Author: Manolis Tzanidakis
User Level: Beginner to intermediate
Recent versions of most Linux distributions support non-English languages out of the box by using the Unicode standard. I was pleasantly surprised when I found out that I was able to read and write in Greek — my native language — on a fresh Ubuntu Edgy Eft installation without any manual intervention. Unfortunately, my happiness lasted only until I tried to open files with Greek file names. Instead of Greek characters I saw garbage. I’ve been using the 8-bit ISO 8859-7 encoding for Greek file names, and since it worked well I was too lazy to convert my systems to Unicode. Manually renaming hundreds of files in order to convert them to Unicode was not an option; I needed some kind of automation. Convmv is the right tool for that job.
Convmv is a Perl program that converts file names and directories between different character encodings. It converts only the file names, not the content of the files, and can also convert a whole filesystem, including symlinks. Most Linux distributions offer packages for convmv, and you can also find it in the FreeBSD ports and NetBSD pkgsrc. Manual installation is fairly easy since the program depends only on Perl, which is installed by default on virtually all Linux distributions and BSD variants; running
make install will install the program in /usr/local/bin and its man page in /usr/local/share/man/man1.
convmv without any arguments prints the list of all available options. All options are explained in detail in the program’s man page.
Let’s start by running
convmv --list to display the supported encodings. To convert all Ogg/Vorbis files in the current directory from ISO 8859-7 to UTF-8 (Unicode) run
convmv -f iso-8859-7 -t utf8 *.ogg. This command will not actually rename the files — it just prints what it should do. To rename the files, add the
--notest option. If you want the program to ask for confirmation before any action, add the
-i option to enable interactive mode.
By default the program checks whether the file names you want to rename are already using the specified encoding and skips them accordingly. Although you can speed up the whole process by disabling this feature with the
--nosmart switch, it’s better not to, since it could lead to “double-encoded” file names with incorrect characters. Nevertheless, the man page has a section on how to repair double-encoded files. The program will also stop if you try to rename a file by giving it a name with the target encoding that already exists on the same path. You can however use the
--replace switch to have that file overwritten in case its content is the same as that of the original file.

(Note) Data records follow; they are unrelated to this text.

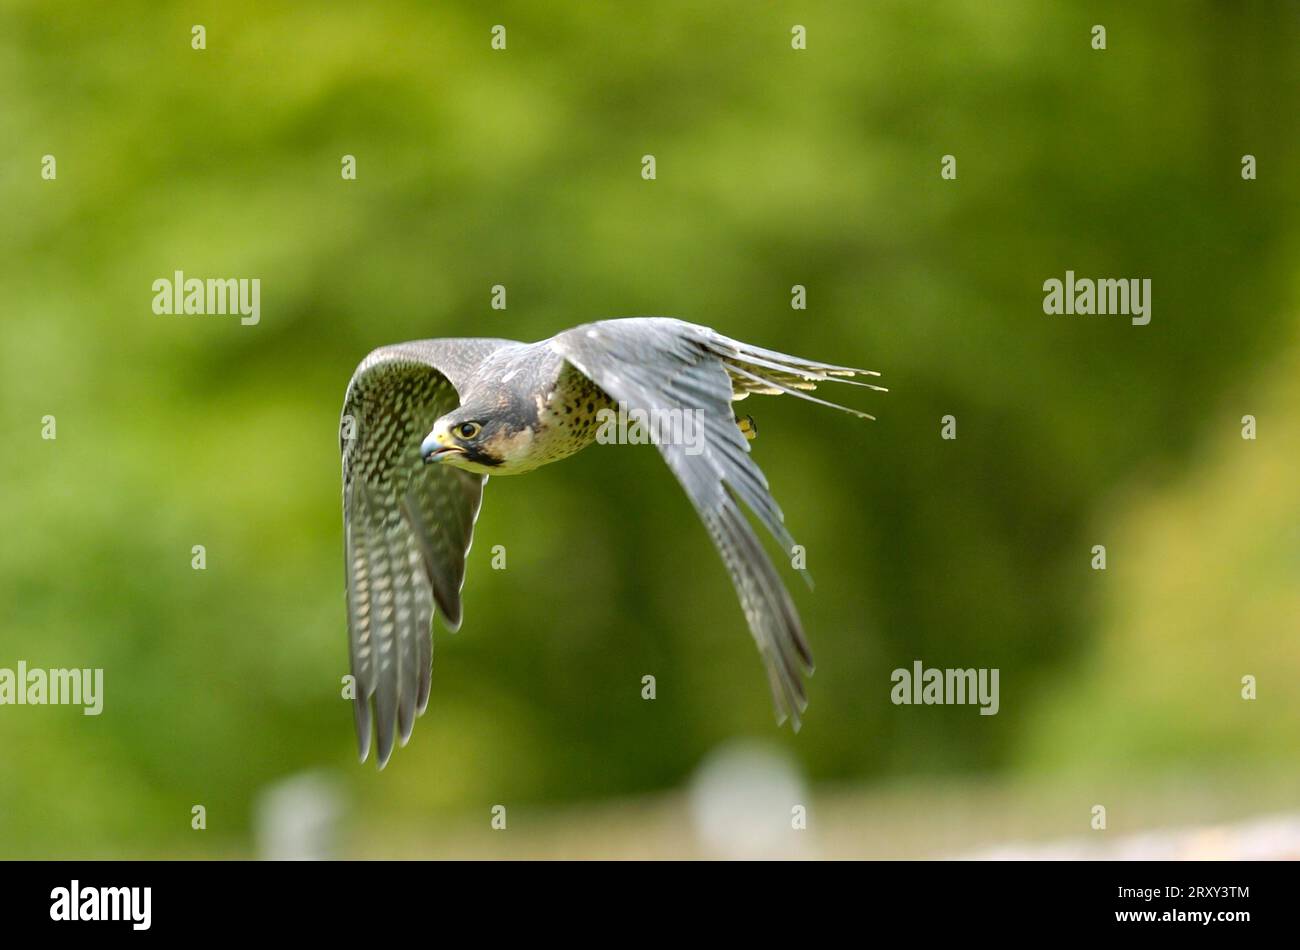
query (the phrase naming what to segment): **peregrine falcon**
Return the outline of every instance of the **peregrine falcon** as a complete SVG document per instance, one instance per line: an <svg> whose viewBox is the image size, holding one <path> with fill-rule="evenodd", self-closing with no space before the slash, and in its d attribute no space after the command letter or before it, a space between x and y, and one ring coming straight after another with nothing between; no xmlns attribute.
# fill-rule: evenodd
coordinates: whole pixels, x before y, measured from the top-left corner
<svg viewBox="0 0 1300 950"><path fill-rule="evenodd" d="M767 669L778 724L807 707L813 662L799 616L741 503L790 553L794 539L749 455L752 393L809 395L821 382L883 391L869 370L819 363L682 320L600 320L548 340L418 340L361 361L343 401L348 634L361 759L371 720L382 768L429 702L434 605L461 623L465 555L489 475L518 475L597 440L602 419L685 417L697 438L650 433L704 522ZM653 428L653 427L652 427ZM680 434L679 430L673 430ZM670 433L671 434L671 433Z"/></svg>

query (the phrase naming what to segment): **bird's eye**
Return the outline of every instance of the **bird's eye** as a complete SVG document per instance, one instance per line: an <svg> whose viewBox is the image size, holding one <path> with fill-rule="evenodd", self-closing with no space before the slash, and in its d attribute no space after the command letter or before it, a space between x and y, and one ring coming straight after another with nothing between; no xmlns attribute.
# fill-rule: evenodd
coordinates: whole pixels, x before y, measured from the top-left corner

After making sure that your options work correctly, it’s time to convert the whole filesystem to UTF-8 with a single command. We will also add the
-r switch, which enables recursive mode. For example, issue
convmv -f iso-8859-7 -t utf8 -r --notest --replace ~/data to convert all the files and directories inside the data directory in your home from ISO 8859-7 to UTF-8. You can also use convmv to convert file names to all upper or lower case with the
--upper and –lower options respectively. If the file is not ASCII-encoded you must also supply its encoding with the
Besides the conversion to Unicode, convmv can be useful when you need to exchange files with users of obsolete operating systems that have no support for the Unicode charset, such as Windows 98 or older versions of Linux. Speaking of cross-platform interoperability, Mac OS X has a strange way of handling Unicode-encoded file names. Linux and most other Unix-like OS use the C normalization form (NFC) for encoding to UTF-8, while OS X uses NFD. Convmv can convert file names between these two standards with the
--nfd switches. You might face similar issues with the JFS and NFS v4 file systems; check the convmv man page for more information.
Convmv made my transition to Unicode as painless as possible. It converted all my files while I was making a cup of coffee, giving me plenty of time to play with the new version of Ubuntu.